If using sight reduction tables, like HO249 or whatever the name of the newer ones is. You will notice that the tables are tabulated for LHA varying in 30' increments. Similarly , the latitudes are also varying in 30' increments. When choosing your DR, since it is likely to be wrong in any case, then choose one with a latitude being an exact multiple of 30', and a longitude which when subtracted from the GHA of the celestial object, will also yield a LHA also a multiple of 30'. This way the interpolations are reduced to the minimum required.

Avoid using the moon, as you can see from above, it requires all sorts of corrections.

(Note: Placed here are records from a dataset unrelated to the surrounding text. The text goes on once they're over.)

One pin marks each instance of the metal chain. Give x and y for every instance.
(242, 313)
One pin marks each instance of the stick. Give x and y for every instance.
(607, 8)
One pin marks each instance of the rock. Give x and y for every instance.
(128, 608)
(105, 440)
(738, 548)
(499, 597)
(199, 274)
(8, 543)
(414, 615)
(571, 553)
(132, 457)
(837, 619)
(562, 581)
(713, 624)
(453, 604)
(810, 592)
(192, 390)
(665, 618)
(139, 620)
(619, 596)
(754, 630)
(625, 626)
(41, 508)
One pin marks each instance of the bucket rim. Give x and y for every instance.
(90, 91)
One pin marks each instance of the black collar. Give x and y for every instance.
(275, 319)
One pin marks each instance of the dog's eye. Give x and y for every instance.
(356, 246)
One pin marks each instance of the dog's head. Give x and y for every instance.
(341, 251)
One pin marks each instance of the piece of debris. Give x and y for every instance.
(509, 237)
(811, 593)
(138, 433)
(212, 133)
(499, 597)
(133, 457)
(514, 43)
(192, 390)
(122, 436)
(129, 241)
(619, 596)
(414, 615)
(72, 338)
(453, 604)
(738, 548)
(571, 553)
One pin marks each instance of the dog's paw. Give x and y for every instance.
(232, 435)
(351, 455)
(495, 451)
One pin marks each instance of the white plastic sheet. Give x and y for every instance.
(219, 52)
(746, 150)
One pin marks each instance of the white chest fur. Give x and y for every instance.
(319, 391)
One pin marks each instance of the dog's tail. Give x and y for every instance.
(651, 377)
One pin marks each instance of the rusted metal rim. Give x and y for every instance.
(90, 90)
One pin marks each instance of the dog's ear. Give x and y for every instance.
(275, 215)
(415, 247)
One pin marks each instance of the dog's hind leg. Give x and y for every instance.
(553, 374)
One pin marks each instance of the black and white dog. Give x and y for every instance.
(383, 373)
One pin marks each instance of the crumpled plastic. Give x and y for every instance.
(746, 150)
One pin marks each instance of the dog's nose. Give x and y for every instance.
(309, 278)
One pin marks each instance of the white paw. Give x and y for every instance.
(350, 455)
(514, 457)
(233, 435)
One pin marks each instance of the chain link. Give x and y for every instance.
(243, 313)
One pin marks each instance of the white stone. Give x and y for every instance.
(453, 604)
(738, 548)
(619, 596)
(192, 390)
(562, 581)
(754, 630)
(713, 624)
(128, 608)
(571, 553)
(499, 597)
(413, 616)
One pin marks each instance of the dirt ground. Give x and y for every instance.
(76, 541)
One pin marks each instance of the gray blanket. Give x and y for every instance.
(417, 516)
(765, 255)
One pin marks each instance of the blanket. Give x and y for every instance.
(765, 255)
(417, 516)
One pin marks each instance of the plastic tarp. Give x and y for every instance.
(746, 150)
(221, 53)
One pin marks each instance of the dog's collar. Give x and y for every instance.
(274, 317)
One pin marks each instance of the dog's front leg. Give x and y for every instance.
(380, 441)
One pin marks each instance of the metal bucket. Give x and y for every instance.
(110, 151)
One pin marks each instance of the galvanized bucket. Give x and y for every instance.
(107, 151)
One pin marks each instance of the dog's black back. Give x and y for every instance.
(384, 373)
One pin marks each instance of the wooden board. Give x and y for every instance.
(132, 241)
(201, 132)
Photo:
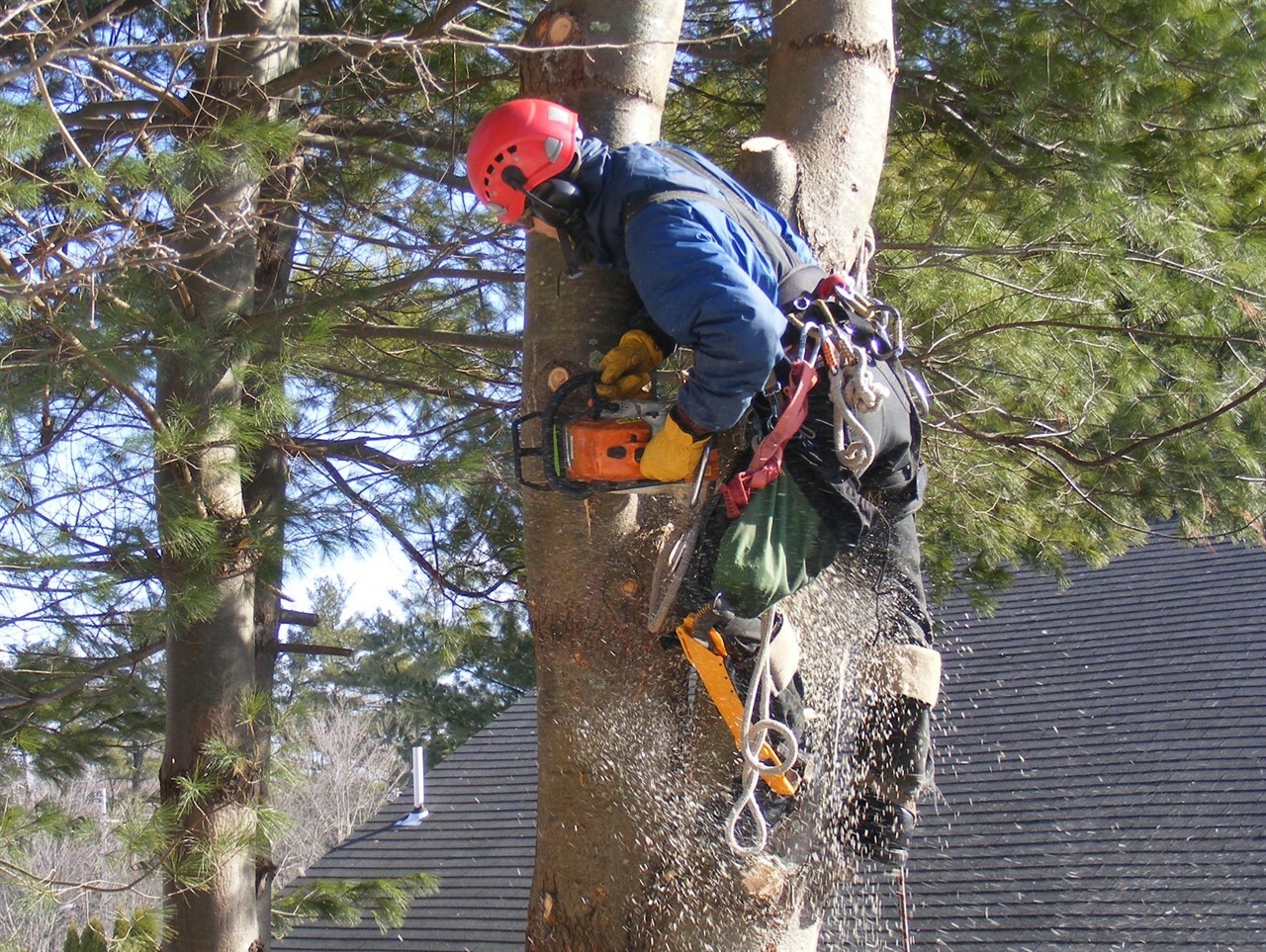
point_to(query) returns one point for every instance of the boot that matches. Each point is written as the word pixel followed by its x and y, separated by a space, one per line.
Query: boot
pixel 891 765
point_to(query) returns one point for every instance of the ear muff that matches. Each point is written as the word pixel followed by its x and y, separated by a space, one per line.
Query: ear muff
pixel 555 202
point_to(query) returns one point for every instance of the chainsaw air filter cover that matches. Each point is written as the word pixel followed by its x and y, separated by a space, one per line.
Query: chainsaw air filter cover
pixel 605 451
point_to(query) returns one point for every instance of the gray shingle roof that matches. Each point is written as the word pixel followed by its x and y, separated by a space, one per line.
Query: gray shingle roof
pixel 1100 757
pixel 479 838
pixel 1103 762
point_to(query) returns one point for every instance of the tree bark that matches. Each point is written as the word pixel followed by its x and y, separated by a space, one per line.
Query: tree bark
pixel 824 130
pixel 211 775
pixel 629 851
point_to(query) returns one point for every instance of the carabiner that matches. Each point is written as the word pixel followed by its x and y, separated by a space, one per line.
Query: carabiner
pixel 807 352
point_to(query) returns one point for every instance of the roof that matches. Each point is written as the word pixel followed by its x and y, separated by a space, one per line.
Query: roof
pixel 1102 762
pixel 1100 758
pixel 479 837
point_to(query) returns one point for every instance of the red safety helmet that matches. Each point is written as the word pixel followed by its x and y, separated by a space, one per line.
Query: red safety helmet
pixel 536 135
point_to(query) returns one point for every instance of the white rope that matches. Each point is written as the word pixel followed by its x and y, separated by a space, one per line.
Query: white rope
pixel 756 735
pixel 859 452
pixel 861 264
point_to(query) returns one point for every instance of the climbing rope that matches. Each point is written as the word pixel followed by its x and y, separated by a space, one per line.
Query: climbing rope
pixel 756 735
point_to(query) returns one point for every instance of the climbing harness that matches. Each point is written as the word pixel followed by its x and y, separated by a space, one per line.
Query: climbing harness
pixel 768 460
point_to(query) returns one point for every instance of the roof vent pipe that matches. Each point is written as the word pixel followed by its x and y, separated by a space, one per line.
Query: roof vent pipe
pixel 419 790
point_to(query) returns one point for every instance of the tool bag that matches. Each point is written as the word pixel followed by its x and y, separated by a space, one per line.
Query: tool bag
pixel 794 527
pixel 818 510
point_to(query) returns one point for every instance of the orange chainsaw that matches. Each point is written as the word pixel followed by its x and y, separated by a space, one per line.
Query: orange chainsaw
pixel 588 445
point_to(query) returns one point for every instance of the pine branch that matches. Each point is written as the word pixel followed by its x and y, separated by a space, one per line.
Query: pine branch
pixel 394 531
pixel 81 681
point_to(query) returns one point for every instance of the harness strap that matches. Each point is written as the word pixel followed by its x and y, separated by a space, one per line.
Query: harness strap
pixel 768 460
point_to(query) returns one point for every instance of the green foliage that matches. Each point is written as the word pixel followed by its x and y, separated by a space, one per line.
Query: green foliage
pixel 134 932
pixel 1071 216
pixel 432 677
pixel 344 902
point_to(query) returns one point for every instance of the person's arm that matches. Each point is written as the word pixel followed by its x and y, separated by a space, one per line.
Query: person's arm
pixel 700 293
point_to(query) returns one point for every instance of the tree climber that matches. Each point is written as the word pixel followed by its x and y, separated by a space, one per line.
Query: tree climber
pixel 720 272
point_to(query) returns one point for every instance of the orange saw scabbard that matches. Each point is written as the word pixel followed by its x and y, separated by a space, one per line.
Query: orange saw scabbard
pixel 709 661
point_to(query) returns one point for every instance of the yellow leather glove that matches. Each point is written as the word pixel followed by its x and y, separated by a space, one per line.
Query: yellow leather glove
pixel 674 455
pixel 627 368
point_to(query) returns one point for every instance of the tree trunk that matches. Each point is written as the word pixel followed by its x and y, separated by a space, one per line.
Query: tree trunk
pixel 826 121
pixel 628 855
pixel 211 772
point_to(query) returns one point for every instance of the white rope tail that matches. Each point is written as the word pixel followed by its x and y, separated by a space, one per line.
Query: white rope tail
pixel 756 735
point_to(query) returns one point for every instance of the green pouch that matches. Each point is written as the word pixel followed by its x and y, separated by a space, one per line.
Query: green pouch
pixel 773 549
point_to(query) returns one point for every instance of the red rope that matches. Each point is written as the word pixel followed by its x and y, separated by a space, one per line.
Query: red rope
pixel 768 461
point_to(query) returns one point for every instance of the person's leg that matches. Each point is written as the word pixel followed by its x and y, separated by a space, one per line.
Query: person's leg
pixel 899 680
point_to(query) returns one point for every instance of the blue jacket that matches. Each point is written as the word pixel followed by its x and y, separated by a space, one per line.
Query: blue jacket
pixel 701 278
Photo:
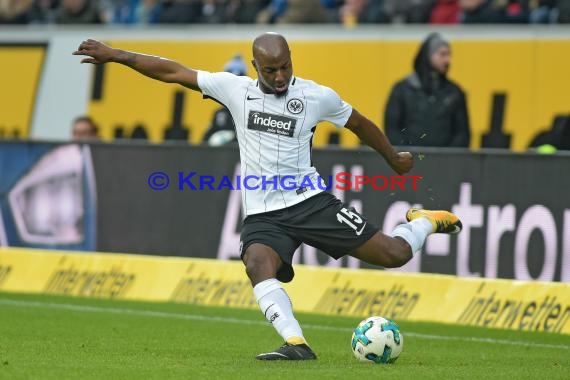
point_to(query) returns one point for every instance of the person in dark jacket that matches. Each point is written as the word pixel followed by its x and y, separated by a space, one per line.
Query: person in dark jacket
pixel 222 130
pixel 426 108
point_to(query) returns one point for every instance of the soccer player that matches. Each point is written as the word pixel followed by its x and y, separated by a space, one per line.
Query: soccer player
pixel 275 118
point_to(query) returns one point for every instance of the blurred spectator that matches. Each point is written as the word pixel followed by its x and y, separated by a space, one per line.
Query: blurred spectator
pixel 351 11
pixel 426 108
pixel 179 11
pixel 80 12
pixel 303 11
pixel 543 11
pixel 274 10
pixel 563 11
pixel 15 11
pixel 222 129
pixel 244 11
pixel 494 11
pixel 409 11
pixel 43 11
pixel 478 12
pixel 84 128
pixel 445 12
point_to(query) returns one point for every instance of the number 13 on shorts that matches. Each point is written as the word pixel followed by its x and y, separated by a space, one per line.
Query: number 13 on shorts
pixel 352 219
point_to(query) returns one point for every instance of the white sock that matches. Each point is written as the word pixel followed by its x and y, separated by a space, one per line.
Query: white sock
pixel 276 305
pixel 414 232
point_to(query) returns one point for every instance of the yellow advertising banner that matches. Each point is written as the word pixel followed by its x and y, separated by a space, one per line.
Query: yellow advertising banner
pixel 22 66
pixel 530 306
pixel 528 72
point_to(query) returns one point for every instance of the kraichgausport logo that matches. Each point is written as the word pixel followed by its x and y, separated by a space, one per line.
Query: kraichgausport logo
pixel 270 123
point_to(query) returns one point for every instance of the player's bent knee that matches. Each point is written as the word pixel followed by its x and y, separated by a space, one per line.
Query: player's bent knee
pixel 261 262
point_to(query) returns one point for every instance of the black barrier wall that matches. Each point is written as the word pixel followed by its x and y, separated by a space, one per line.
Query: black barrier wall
pixel 515 208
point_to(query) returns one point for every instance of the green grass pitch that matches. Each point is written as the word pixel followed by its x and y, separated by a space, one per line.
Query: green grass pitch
pixel 47 337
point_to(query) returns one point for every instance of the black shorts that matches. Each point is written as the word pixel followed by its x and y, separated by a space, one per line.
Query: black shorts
pixel 321 221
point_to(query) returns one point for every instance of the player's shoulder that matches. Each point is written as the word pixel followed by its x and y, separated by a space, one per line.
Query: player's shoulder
pixel 226 77
pixel 312 86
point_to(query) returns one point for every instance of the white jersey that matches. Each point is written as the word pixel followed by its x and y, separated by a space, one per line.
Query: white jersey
pixel 275 136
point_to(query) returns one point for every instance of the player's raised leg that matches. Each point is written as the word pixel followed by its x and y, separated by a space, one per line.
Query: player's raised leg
pixel 262 264
pixel 397 249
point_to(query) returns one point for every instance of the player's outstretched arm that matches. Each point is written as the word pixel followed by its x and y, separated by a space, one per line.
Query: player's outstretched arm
pixel 158 68
pixel 372 136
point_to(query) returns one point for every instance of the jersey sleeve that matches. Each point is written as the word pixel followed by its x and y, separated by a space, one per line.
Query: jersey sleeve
pixel 218 86
pixel 333 108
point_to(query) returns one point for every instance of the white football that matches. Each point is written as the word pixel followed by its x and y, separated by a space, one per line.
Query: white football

Not a good thing if you are under pressure.

Another little detail to be aware of is when the declination of the sun changes sign, it is easy to miss it and keep thinking it is North when it is in fact south. Highlight your almanac when you first buy it so when you get to that particular page (March and September) the colouring will spring to your attention.

Learn to know the stars, they are easy to recognise, and the main ones are almost all in the plane of the ecliptic. Sirius (canis major) is so bright that if you know where to look, you can see it when it is still day light. So is Canopus. But even constellation such as Orion (the saucepan is what Australians commonly call it) can be useful, the 3 dimmer stars inside the square are straddling the equator, this means that no matter where you are on earth, the stars always rise exactly east and set exactly west, pretty handy to check what the compass error is. Besides stars are pretty and we should spend more time looking at them.